Department of Urology, Nanfang Hospital, Southern Medical University/The First School of Clinical Medicine, Southern Medical University, Guangzhou, China.
Department of Urology, Minimally Invasive Surgery Center, The First Affiliated Hospital of Guangzhou Medical University, Guangzhou Medical University, Guangzhou, China.
Neoplasma. 2020 Jan;67(1):68-77. doi: 10.4149/neo_2019_190213N116. Epub 2019 Nov 4.
Increasing evidences have proved that circular RNAs (circRNAs), identified as a specific kind of non-coding RNAs, play a potential critical role in tumorigenesis including prostate cancer. However, the function of circRNAs in human prostate cancer remain largely unknown. In this study, we demonstrated that the expression of circZMIZ1 was higher in plasma of human prostate cancer than the paired benign prostatic hyperplasia (BPH) patients' plasma. Moreover, in cultured prostate cancer cells, knockdown of circZMIZ1 inhibited cell proliferation and caused cell cycle arrest at G1. Mechanistically, we also showed that circZMIZ1 could increase the expression of androgen receptor (AR) and androgen receptor splice variant 7 (AR-V7), which may be partly contributed to the occurrence and development of prostate cancer. In conclusion, these results revealed that circZMIZ1 might serve as a novel biomarker and a treatment target for prostate cancer treatment.

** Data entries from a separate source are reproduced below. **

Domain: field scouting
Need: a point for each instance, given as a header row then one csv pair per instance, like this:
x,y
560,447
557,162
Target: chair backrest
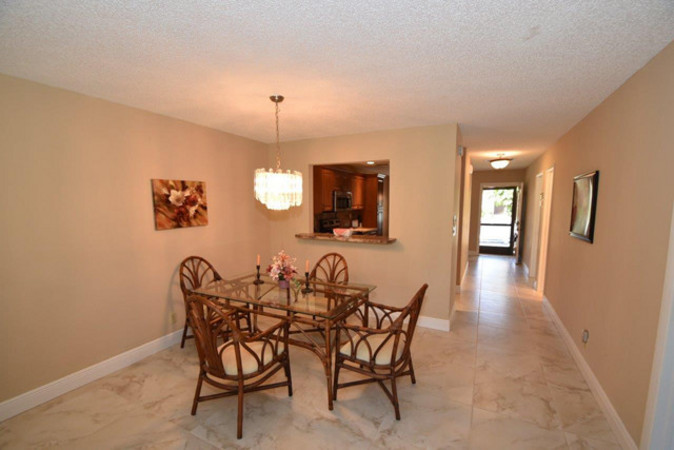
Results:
x,y
332,268
211,324
195,272
217,333
411,315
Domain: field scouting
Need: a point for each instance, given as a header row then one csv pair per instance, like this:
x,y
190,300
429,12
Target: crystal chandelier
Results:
x,y
276,189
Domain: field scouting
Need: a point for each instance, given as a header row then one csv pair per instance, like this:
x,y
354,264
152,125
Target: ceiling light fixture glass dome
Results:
x,y
500,162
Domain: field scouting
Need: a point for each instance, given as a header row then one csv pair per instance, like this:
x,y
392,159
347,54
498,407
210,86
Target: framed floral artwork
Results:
x,y
179,204
584,206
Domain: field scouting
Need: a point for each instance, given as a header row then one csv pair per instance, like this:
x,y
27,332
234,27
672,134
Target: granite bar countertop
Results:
x,y
357,239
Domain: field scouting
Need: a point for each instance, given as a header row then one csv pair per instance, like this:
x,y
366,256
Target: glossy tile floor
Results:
x,y
502,378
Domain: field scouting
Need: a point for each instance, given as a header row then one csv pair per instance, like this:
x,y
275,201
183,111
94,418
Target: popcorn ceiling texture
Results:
x,y
515,74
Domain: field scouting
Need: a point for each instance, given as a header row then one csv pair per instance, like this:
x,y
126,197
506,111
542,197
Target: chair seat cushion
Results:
x,y
363,353
248,362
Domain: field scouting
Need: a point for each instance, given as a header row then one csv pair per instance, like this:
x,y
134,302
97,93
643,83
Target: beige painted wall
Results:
x,y
613,287
486,176
84,274
465,209
421,209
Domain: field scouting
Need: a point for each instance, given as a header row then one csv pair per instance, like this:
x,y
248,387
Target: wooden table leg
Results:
x,y
327,363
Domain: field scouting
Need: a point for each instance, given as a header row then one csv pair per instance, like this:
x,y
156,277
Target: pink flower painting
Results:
x,y
179,204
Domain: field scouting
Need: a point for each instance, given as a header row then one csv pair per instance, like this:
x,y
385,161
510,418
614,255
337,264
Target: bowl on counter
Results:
x,y
343,232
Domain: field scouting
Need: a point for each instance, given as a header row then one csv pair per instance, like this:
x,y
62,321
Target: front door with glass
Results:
x,y
497,220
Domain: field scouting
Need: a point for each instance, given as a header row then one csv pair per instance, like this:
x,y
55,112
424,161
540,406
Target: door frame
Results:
x,y
516,184
536,231
544,230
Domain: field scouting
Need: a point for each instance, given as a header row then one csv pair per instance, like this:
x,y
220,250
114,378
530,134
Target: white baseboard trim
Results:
x,y
624,437
20,403
433,323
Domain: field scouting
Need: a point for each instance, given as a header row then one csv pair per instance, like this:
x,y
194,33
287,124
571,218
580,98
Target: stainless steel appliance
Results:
x,y
341,200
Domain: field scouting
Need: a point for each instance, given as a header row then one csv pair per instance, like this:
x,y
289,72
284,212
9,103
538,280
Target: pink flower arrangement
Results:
x,y
282,267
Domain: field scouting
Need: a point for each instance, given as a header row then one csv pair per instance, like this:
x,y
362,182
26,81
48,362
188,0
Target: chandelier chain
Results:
x,y
278,142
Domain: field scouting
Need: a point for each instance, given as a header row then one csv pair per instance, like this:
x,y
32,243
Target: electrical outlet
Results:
x,y
585,337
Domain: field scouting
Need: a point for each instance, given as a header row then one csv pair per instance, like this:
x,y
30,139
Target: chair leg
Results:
x,y
394,392
195,403
338,365
239,417
414,380
182,342
289,377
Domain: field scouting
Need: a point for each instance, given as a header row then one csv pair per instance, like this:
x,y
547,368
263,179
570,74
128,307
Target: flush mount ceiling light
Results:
x,y
276,189
500,162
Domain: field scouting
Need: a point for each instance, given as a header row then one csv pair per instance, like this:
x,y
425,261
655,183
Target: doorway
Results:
x,y
498,220
541,229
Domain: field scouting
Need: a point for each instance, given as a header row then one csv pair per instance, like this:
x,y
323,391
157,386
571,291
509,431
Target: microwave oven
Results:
x,y
341,200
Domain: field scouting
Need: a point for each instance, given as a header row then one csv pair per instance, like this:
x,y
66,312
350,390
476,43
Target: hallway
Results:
x,y
528,391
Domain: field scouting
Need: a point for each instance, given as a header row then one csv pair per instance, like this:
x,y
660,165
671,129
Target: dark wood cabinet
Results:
x,y
370,201
325,181
358,191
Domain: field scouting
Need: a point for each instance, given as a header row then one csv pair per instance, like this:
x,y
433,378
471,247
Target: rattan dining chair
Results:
x,y
244,362
381,352
332,268
196,272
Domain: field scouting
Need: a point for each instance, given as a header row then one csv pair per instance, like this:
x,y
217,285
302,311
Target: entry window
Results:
x,y
497,220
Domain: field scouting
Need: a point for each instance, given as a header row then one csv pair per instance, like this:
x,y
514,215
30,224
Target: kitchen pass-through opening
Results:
x,y
352,195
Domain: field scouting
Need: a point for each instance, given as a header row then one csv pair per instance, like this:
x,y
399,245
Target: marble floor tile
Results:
x,y
579,413
445,352
490,430
521,366
501,305
464,325
529,402
563,373
508,321
506,340
501,378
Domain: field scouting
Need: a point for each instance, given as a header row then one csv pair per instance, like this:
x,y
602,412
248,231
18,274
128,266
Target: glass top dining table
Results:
x,y
325,300
312,312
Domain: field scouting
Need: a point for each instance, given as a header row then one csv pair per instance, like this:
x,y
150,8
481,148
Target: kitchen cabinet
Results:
x,y
325,181
358,191
371,202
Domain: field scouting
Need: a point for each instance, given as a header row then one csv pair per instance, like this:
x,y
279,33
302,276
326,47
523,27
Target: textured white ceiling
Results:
x,y
515,74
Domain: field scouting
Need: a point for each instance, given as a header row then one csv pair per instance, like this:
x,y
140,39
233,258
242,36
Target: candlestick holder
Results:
x,y
307,289
257,277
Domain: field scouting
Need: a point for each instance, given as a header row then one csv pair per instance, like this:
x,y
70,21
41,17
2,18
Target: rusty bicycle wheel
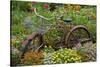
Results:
x,y
77,37
33,42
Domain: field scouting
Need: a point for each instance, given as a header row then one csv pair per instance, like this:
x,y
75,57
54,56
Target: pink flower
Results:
x,y
33,8
34,2
46,6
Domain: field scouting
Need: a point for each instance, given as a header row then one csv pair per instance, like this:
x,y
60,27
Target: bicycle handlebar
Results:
x,y
41,15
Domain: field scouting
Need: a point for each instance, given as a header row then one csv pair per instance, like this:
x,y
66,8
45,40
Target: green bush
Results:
x,y
65,56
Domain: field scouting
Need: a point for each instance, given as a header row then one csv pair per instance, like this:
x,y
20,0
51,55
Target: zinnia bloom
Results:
x,y
33,8
46,6
34,2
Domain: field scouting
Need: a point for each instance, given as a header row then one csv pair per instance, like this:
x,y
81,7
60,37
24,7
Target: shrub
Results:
x,y
32,58
65,56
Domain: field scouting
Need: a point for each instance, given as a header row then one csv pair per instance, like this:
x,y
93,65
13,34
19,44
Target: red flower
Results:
x,y
34,2
46,6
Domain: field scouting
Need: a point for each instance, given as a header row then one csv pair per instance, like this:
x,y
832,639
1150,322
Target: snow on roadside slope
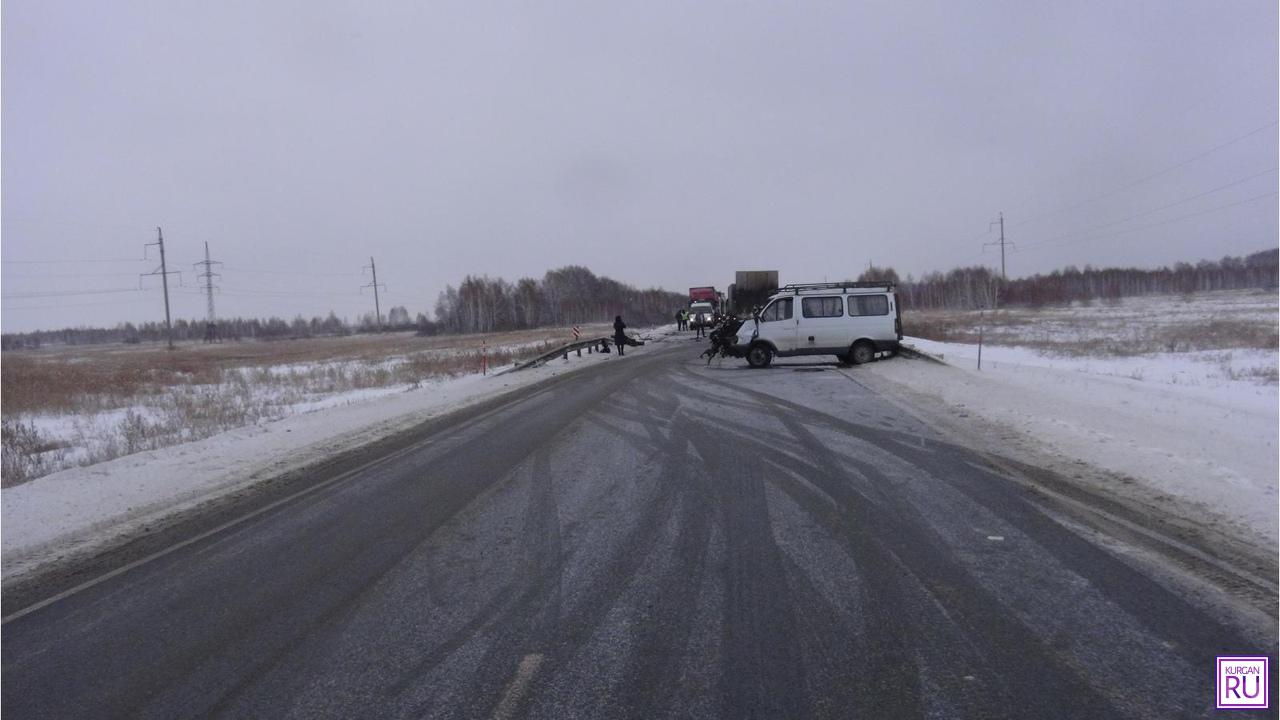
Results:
x,y
1173,423
78,509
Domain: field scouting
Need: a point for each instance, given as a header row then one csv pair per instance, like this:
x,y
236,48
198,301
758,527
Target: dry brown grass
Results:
x,y
127,399
1144,326
91,378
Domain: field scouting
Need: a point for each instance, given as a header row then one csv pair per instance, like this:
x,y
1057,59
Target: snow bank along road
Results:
x,y
644,538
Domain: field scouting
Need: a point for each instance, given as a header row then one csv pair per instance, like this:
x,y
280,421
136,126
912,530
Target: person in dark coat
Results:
x,y
620,337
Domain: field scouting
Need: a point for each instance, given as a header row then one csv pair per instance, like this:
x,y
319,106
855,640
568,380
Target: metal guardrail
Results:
x,y
917,354
590,345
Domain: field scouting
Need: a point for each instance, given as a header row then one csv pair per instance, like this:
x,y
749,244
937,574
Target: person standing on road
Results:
x,y
620,337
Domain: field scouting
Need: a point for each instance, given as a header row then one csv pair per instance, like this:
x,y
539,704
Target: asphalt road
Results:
x,y
644,538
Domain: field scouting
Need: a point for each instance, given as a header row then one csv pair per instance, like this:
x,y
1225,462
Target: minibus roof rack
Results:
x,y
796,288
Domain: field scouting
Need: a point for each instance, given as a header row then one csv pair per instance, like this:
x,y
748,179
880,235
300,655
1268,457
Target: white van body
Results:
x,y
851,320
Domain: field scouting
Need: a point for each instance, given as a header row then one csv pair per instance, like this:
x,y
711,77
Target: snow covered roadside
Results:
x,y
1170,425
78,509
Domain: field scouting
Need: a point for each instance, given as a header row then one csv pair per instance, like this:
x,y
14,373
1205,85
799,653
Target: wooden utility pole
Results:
x,y
163,270
378,310
1001,242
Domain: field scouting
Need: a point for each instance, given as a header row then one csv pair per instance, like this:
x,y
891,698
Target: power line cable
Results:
x,y
73,261
1150,177
1171,220
1153,210
67,292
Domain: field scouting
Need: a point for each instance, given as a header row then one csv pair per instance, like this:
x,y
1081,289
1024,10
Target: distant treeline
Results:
x,y
967,288
565,296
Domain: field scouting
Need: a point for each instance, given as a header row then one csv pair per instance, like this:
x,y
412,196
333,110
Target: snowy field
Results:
x,y
1193,427
82,507
76,406
1207,327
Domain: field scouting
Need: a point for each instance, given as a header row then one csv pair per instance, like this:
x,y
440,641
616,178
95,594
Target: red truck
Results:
x,y
703,306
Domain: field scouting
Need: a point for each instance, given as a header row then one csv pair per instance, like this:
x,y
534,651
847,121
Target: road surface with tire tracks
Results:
x,y
648,537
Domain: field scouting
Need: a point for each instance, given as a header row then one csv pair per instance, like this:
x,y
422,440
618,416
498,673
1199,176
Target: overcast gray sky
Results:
x,y
658,144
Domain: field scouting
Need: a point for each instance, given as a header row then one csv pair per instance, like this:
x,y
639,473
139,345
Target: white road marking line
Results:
x,y
517,687
176,547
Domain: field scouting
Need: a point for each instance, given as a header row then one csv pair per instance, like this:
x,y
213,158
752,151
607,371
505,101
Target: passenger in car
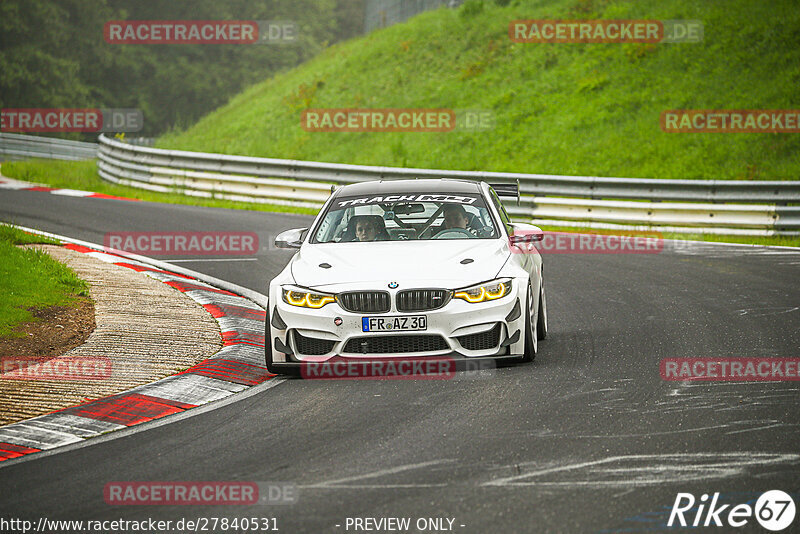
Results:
x,y
455,216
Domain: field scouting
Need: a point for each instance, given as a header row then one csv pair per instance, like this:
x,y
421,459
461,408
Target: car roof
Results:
x,y
422,185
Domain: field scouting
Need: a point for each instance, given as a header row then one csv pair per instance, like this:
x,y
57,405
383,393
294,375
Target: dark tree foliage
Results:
x,y
53,54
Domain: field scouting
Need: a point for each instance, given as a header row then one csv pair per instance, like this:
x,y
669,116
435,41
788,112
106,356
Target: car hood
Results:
x,y
375,264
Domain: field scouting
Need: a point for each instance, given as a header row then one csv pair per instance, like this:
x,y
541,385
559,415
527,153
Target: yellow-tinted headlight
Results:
x,y
306,299
482,293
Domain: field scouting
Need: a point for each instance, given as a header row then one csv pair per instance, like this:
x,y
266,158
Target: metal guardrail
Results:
x,y
16,146
711,206
689,206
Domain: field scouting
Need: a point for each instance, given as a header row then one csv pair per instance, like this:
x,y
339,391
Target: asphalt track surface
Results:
x,y
588,438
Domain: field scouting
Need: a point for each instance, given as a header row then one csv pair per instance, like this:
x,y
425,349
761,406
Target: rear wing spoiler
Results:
x,y
507,190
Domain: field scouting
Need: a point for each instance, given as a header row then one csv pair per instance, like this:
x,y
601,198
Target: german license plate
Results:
x,y
392,324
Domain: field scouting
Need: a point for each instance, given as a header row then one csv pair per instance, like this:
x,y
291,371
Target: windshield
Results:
x,y
406,217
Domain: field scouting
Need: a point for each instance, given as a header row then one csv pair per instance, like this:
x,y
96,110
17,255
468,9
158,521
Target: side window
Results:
x,y
503,215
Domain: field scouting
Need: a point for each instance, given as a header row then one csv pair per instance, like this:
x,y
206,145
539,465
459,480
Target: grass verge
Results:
x,y
31,279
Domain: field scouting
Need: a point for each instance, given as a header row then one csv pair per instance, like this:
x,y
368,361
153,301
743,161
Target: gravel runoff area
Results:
x,y
145,330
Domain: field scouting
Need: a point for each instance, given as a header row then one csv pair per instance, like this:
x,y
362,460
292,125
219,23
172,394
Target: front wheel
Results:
x,y
531,323
541,325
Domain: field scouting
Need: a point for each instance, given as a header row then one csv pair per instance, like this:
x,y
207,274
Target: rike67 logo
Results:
x,y
774,510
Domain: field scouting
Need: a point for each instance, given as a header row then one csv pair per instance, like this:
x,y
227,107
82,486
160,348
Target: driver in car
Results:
x,y
366,230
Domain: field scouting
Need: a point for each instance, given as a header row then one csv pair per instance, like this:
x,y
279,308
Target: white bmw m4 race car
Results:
x,y
408,269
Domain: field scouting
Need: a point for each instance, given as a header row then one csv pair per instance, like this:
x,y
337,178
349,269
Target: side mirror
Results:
x,y
290,238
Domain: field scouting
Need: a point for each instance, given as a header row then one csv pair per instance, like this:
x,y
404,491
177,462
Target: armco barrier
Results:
x,y
689,206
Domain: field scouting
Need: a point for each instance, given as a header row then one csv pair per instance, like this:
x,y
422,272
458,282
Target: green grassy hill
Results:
x,y
582,109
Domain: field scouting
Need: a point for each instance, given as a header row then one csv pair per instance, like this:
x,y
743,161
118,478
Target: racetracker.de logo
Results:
x,y
378,120
731,369
67,368
199,32
199,493
731,120
395,368
70,120
529,242
605,31
183,243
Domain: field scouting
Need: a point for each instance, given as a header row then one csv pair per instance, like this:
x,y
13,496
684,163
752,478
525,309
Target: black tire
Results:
x,y
541,323
531,337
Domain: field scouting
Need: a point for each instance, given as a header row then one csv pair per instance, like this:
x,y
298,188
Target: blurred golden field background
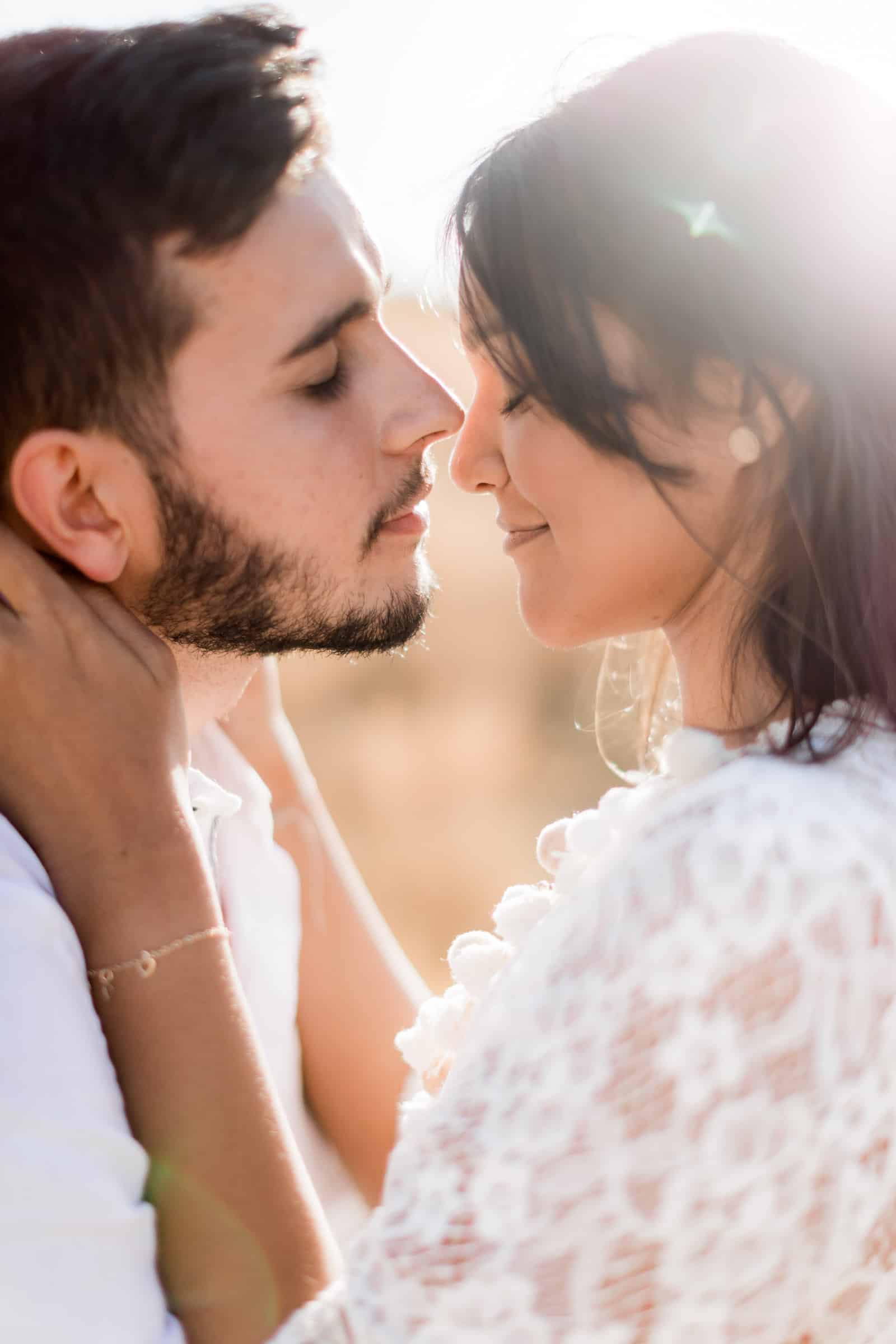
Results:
x,y
442,765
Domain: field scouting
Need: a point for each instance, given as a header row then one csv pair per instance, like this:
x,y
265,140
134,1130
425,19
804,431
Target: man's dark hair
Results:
x,y
112,143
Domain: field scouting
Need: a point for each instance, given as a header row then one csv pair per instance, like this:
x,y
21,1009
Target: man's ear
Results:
x,y
69,491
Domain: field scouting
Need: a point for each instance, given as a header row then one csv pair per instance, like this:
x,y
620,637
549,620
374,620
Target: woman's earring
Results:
x,y
745,445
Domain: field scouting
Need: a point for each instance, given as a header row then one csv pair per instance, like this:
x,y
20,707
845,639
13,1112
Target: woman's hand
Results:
x,y
92,722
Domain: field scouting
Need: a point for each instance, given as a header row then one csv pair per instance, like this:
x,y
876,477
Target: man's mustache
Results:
x,y
422,478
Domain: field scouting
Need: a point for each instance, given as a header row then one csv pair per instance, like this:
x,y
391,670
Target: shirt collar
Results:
x,y
209,799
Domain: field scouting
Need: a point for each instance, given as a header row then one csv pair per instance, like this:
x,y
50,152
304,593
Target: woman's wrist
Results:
x,y
139,898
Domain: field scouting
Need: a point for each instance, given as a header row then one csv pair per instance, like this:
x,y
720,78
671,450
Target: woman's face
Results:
x,y
598,550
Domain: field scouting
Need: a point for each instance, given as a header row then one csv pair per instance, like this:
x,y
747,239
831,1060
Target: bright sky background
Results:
x,y
417,89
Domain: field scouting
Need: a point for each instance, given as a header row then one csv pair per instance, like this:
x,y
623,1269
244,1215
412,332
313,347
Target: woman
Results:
x,y
668,1114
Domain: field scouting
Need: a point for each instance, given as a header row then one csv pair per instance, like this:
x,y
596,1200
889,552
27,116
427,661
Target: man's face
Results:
x,y
289,514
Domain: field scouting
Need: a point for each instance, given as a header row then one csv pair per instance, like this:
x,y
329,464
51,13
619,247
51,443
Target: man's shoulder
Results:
x,y
39,948
18,861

越来越多的证据证明,环状 RNA(circRNA)作为一种特定的非编码 RNA,在肿瘤发生中发挥着潜在的关键作用,包括前列腺癌。然而,circRNA 在人类前列腺癌中的功能仍知之甚少。在这项研究中,我们证明了 circZMIZ1 在人类前列腺癌患者的血浆中的表达高于配对的良性前列腺增生(BPH)患者的血浆。此外,在培养的前列腺癌细胞中,circZMIZ1 的敲低抑制了细胞增殖,并导致细胞周期停滞在 G1 期。从机制上讲,我们还表明 circZMIZ1 可以增加雄激素受体(AR)和雄激素受体剪接变体 7(AR-V7)的表达,这可能部分促成了前列腺癌的发生和发展。总之,这些结果表明 circZMIZ1 可能作为一种新的生物标志物和治疗靶点用于前列腺癌的治疗。